Extend tests/data_files/Makefile to include CRT's for CRT write test
diff --git a/tests/data_files/Makefile b/tests/data_files/Makefile
index f7826d4..f906545 100644
--- a/tests/data_files/Makefile
+++ b/tests/data_files/Makefile
@@ -12,6 +12,7 @@
## Tools
OPENSSL ?= openssl
+MBEDTLS_CERT_WRITE ?= $(PWD)/../../programs/x509/cert_write
## Build the generated test data. Note that since the final outputs
## are committed to the repository, this target should do nothing on a
@@ -30,6 +31,7 @@
#### Generate certificates from existing keys
################################################################
+test_ca_crt = test-ca.crt
test_ca_key_file_rsa = test-ca.key
test_ca_pwd_rsa = PolarSSLTest
test_ca_config_file = test-ca.opensslconf
@@ -64,7 +66,77 @@
$(OPENSSL) x509 -req -extfile $(cli_crt_extensions_file) -extensions cli-rsa -CA test-ca-sha256.crt -CAkey $(test_ca_key_file_rsa) -passin "pass:$(test_ca_pwd_rsa)" -set_serial 4 -days 3653 -sha256 -in server2-rsa.csr -out $@
all_final += server2-sha256.crt
+### Generate certificates for CRT write check tests
+### The test files use the Mbed TLS generated certificates server1*.crt,
+### but for comparison with OpenSSL also rules for OpenSSL-generated
+### certificates server1*.crt.openssl are offered.
+###
+### Known differences:
+### * OpenSSL encodes trailing zero-bits in bit-strings occurring in X.509 extension
+### as unused bits, while Mbed TLS doesn't.

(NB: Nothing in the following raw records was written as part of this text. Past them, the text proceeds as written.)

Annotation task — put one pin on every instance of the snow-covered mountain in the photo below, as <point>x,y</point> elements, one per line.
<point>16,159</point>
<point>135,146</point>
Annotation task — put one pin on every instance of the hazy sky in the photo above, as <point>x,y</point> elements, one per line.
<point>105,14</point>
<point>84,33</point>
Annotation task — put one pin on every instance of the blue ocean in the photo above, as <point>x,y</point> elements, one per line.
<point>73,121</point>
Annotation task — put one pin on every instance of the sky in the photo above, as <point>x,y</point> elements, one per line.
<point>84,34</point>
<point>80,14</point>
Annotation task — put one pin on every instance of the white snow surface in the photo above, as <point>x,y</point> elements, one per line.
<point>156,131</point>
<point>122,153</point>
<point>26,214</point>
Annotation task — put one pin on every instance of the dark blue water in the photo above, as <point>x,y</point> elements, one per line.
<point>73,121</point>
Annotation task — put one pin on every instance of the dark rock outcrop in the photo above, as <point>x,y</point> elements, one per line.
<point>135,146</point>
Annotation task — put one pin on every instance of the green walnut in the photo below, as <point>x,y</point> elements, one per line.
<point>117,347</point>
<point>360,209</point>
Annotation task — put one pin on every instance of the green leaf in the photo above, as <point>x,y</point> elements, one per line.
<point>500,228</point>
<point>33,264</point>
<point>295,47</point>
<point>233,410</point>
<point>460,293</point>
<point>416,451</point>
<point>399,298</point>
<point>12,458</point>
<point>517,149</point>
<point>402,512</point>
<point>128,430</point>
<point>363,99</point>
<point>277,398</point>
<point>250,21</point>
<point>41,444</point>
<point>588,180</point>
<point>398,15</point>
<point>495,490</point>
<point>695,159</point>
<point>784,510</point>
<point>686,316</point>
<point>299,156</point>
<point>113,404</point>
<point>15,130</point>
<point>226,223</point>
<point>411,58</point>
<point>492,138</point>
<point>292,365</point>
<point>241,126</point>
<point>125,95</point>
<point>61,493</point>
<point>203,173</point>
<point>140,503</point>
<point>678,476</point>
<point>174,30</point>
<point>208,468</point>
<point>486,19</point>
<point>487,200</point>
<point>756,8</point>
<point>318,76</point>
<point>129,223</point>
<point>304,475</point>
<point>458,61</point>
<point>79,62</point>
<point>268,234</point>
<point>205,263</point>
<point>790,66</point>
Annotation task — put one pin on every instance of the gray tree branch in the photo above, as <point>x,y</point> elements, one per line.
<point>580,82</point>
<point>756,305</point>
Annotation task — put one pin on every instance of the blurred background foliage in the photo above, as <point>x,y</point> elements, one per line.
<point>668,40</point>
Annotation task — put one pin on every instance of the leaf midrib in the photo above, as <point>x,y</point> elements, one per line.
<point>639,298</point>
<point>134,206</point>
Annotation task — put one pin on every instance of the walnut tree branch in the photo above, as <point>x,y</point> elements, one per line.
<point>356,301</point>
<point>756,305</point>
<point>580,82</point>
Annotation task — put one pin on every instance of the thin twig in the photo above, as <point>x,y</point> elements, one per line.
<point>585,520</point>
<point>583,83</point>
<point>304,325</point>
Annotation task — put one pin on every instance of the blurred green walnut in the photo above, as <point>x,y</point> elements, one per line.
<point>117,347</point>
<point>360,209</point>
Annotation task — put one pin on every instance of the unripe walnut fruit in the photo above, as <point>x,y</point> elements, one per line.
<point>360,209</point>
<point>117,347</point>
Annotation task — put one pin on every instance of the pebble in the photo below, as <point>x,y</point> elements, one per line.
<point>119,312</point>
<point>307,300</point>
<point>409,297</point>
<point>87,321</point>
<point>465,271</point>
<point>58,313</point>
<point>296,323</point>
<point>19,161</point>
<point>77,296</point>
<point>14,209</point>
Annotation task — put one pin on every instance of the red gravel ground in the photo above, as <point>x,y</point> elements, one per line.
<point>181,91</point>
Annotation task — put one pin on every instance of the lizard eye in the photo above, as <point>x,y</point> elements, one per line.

+test_ca_server1_db = test-ca.server1.db
+test_ca_server1_serial = test-ca.server1.serial
+test_ca_server1_config_file = test-ca.server1.opensslconf
+
+server1.csr: server1.key server1_csr.opensslconf
+ $(OPENSSL) req -keyform PEM -key server1.key -config server1_csr.opensslconf -out $@ -new
+all_final += server1.csr
+
+server1.crt: server1.key server1.csr $(test_ca_crt) $(test_ca_key_file_rsa)
+ $(MBEDTLS_CERT_WRITE) request_file=server1.csr issuer_crt=$(test_ca_crt) issuer_key=$(test_ca_key_file_rsa) issuer_pwd=$(test_ca_pwd_rsa) version=1 not_before=20110212144406 not_after=20210212144406 md=SHA1 version=3 output_file=$@
+server1.noauthid.crt: server1.key server1.csr $(test_ca_crt) $(test_ca_key_file_rsa)
+ $(MBEDTLS_CERT_WRITE) request_file=server1.csr issuer_crt=$(test_ca_crt) issuer_key=$(test_ca_key_file_rsa) issuer_pwd=$(test_ca_pwd_rsa) not_before=20110212144406 not_after=20210212144406 md=SHA1 authority_identifier=0 version=3 output_file=$@
+server1.der: server1.crt
+ $(OPENSSL) x509 -inform PEM -in $< -outform DER -out $@
+all_final += server1.crt server1.noauthid.crt server1.der
+
+server1.key_usage.crt: server1.key server1.csr $(test_ca_crt) $(test_ca_key_file_rsa)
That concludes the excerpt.